Ouimet decided to preserve a window of the 2001-era painting, and build off of it with his own work. He spent about a week cleaning up the wall, donning a Hazmat suit to clean the bricks of 16 years of detritus.

Ouimet said he hadn't planned on doing 9/11-related artwork, but when Gelarto suggested he build off what was already on Ninth Street, the idea came quickly.
"It was an immediate, immediate thought," he explained. "The days after [the attack] that the one thing that I remember clearly is I felt like I was frozen. I had no sense of movement, I couldn’t even wash dishes...and I started to think about movement and one thing I felt very in tune to in the weeks and months after was nature, and birds and dogs and animals."

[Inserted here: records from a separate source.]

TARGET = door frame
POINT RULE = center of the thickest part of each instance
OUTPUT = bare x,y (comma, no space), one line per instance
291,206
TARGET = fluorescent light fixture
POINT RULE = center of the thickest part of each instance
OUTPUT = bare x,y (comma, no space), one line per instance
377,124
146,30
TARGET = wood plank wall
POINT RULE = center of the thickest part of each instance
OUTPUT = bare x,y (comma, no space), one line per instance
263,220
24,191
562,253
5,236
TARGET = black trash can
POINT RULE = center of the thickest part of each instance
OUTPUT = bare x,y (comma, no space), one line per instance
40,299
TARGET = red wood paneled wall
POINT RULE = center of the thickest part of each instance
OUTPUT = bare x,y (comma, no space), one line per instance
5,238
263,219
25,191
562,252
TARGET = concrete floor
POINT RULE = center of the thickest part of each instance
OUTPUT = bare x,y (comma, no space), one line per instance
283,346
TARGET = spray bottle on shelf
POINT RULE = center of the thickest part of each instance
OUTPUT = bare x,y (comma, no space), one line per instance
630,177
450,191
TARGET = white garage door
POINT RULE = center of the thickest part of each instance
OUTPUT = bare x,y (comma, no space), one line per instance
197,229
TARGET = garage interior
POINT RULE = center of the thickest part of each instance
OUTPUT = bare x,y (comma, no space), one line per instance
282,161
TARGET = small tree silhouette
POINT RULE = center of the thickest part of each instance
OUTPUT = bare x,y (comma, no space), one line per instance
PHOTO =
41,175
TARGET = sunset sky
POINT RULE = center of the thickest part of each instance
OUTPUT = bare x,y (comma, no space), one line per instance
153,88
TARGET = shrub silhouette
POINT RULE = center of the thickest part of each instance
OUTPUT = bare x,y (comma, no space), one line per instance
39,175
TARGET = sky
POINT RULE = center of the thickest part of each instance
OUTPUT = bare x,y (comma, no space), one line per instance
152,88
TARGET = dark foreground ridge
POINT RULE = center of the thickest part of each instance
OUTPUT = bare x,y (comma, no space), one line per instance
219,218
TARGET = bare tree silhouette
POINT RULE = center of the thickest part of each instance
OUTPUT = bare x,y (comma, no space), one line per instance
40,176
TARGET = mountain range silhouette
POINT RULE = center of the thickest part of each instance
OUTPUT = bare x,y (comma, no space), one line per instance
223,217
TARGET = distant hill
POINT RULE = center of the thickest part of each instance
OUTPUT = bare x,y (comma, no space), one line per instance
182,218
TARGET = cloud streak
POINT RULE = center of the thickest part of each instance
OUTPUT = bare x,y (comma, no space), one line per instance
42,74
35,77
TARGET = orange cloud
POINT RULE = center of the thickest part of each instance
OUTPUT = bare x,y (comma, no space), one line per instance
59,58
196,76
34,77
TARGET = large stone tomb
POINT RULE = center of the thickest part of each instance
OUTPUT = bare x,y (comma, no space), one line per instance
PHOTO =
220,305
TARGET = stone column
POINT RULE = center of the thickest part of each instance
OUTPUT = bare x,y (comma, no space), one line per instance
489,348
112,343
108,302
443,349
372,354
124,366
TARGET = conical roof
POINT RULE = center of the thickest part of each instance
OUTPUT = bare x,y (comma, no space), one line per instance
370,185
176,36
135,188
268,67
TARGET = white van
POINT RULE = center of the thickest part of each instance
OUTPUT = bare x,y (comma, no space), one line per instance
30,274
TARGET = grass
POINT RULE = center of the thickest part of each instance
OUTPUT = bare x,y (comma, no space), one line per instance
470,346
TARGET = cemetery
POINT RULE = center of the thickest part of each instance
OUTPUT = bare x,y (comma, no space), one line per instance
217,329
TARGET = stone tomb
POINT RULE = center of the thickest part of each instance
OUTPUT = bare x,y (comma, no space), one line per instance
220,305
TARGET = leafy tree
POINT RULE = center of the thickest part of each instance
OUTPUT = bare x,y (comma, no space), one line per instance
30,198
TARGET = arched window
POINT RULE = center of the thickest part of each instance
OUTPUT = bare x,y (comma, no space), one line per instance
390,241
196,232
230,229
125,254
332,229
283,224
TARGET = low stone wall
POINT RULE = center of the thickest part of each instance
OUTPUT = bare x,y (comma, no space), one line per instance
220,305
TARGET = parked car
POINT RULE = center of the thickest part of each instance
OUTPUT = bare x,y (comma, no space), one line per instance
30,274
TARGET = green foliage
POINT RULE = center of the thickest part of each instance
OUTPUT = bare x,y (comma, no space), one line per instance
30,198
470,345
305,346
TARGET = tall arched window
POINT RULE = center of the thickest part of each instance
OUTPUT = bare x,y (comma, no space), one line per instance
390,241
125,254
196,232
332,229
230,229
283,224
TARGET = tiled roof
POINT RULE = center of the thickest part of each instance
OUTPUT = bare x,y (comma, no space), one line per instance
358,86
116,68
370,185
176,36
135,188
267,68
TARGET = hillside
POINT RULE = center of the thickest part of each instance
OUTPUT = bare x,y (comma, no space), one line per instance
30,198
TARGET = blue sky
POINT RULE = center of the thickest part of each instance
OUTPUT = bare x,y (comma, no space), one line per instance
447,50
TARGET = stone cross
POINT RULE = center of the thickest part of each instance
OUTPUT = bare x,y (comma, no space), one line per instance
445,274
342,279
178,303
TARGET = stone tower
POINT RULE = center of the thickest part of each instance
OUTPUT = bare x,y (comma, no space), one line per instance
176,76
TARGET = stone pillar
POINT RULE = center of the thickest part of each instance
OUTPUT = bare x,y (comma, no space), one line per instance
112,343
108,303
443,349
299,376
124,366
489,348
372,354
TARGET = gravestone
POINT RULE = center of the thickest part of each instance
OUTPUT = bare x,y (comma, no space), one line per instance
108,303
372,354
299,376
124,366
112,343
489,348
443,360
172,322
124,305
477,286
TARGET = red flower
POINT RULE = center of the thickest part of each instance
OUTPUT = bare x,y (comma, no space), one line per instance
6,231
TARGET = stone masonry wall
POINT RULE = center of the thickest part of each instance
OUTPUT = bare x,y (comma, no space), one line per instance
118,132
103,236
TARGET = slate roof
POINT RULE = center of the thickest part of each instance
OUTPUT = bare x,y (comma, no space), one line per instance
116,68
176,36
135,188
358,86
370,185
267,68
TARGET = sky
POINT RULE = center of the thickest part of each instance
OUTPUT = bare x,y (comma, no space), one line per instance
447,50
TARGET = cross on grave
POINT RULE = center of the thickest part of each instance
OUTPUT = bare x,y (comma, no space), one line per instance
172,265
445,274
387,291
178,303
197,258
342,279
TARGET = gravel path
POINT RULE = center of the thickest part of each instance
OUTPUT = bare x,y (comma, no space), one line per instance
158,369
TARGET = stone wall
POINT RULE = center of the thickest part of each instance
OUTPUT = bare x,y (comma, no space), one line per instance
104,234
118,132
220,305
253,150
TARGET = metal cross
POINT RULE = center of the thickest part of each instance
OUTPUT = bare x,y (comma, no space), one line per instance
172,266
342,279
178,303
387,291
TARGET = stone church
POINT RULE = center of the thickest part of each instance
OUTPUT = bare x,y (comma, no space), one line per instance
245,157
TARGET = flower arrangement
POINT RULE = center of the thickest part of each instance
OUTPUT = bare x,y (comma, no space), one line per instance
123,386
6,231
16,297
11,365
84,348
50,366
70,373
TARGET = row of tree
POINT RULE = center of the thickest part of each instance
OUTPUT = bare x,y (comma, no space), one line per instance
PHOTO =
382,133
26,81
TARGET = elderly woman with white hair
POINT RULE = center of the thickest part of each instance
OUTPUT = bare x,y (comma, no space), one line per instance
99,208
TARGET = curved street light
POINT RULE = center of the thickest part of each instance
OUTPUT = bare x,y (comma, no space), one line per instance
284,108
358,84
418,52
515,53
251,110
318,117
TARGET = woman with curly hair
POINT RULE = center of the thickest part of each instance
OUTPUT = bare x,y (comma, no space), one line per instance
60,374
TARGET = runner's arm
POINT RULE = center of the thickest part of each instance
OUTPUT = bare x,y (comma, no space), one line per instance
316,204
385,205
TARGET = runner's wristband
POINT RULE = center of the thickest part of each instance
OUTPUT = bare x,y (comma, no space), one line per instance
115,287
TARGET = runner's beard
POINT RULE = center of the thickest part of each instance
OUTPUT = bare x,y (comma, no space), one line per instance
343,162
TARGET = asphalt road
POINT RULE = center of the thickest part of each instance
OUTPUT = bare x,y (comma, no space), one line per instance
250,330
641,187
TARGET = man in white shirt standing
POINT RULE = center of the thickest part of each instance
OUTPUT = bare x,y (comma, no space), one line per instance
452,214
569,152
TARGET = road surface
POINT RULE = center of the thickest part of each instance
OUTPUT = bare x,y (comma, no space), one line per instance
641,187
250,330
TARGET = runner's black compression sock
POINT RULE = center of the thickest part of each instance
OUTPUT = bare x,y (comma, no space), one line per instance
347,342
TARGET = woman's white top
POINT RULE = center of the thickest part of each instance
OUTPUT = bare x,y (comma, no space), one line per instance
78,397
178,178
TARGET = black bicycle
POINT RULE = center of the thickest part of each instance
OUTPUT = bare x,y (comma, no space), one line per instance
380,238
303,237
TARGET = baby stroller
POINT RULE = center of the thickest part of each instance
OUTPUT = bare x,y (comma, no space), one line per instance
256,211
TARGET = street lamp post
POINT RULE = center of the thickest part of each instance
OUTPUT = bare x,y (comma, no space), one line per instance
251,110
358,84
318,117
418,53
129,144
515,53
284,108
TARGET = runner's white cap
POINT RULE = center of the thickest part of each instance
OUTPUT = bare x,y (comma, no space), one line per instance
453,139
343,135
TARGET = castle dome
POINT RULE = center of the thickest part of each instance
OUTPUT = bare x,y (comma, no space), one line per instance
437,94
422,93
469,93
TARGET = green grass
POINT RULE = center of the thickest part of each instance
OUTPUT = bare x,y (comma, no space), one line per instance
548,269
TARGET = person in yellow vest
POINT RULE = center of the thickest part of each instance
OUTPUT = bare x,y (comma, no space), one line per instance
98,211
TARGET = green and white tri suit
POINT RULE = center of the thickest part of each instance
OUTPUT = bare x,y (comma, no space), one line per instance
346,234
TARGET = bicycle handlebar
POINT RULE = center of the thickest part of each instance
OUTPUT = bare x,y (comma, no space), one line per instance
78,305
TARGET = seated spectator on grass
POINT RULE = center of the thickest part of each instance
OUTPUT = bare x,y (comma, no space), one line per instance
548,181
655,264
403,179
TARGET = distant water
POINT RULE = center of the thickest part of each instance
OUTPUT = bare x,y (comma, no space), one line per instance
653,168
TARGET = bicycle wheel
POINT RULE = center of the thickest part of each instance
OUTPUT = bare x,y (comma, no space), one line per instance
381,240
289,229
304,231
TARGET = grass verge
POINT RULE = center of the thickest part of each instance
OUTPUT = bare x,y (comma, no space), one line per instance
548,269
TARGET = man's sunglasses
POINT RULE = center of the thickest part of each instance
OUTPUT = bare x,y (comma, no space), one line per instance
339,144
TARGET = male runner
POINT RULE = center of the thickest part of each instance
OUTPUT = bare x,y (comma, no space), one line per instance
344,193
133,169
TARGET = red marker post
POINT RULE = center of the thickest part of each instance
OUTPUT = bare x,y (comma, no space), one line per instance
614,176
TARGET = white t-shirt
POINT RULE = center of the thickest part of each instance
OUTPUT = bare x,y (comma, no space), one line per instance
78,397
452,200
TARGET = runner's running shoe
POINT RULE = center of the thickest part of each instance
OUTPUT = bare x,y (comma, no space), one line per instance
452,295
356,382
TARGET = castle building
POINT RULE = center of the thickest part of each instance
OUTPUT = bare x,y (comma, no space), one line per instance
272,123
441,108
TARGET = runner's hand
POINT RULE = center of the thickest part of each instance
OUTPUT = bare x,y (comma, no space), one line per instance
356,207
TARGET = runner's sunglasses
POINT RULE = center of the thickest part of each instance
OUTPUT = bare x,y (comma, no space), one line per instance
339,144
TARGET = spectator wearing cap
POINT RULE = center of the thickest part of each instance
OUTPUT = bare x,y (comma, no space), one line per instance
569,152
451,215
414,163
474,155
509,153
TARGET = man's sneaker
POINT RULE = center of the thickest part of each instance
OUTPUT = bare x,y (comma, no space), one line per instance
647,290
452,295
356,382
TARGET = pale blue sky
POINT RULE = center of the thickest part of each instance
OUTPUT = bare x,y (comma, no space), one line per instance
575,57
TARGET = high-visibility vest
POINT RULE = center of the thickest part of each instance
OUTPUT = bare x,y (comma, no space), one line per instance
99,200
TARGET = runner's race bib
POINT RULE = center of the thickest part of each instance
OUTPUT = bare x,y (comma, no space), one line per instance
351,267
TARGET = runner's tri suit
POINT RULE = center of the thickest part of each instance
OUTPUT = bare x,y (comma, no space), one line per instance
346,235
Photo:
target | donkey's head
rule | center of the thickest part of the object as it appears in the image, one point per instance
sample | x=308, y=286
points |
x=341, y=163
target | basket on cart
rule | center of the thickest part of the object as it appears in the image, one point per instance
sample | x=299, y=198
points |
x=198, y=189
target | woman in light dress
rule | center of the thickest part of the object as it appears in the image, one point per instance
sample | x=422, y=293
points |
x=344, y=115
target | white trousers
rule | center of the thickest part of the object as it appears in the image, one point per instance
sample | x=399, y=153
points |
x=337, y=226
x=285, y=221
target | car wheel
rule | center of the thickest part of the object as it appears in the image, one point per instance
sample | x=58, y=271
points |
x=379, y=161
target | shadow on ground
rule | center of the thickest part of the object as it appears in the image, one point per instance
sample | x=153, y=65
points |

Ouimet's mural takes the original structure of the twin towers from the 2001 mural, and expands on the two columns using birds and fish.
Ouimet said he witnessed the terrorist attacks from his home on the Lower East Side in 2001, initially mistaking the first plane crash for a fire, as many observers did during the chaotic and confusing first minutes of the attack.
"When I saw the second plane coming I put the camera down and I realized it was something profoundly significant that was happening," he said.
After quickly developing to the concept for his own take on the original mural, Ouimet said he was influenced by conversations he had with passers by on the street while he worked, conversations which helped him to develop the mural's motif.
Ouimet painted the entire mural in a marathon session on Sunday, starting before dawn and completing the work later that day.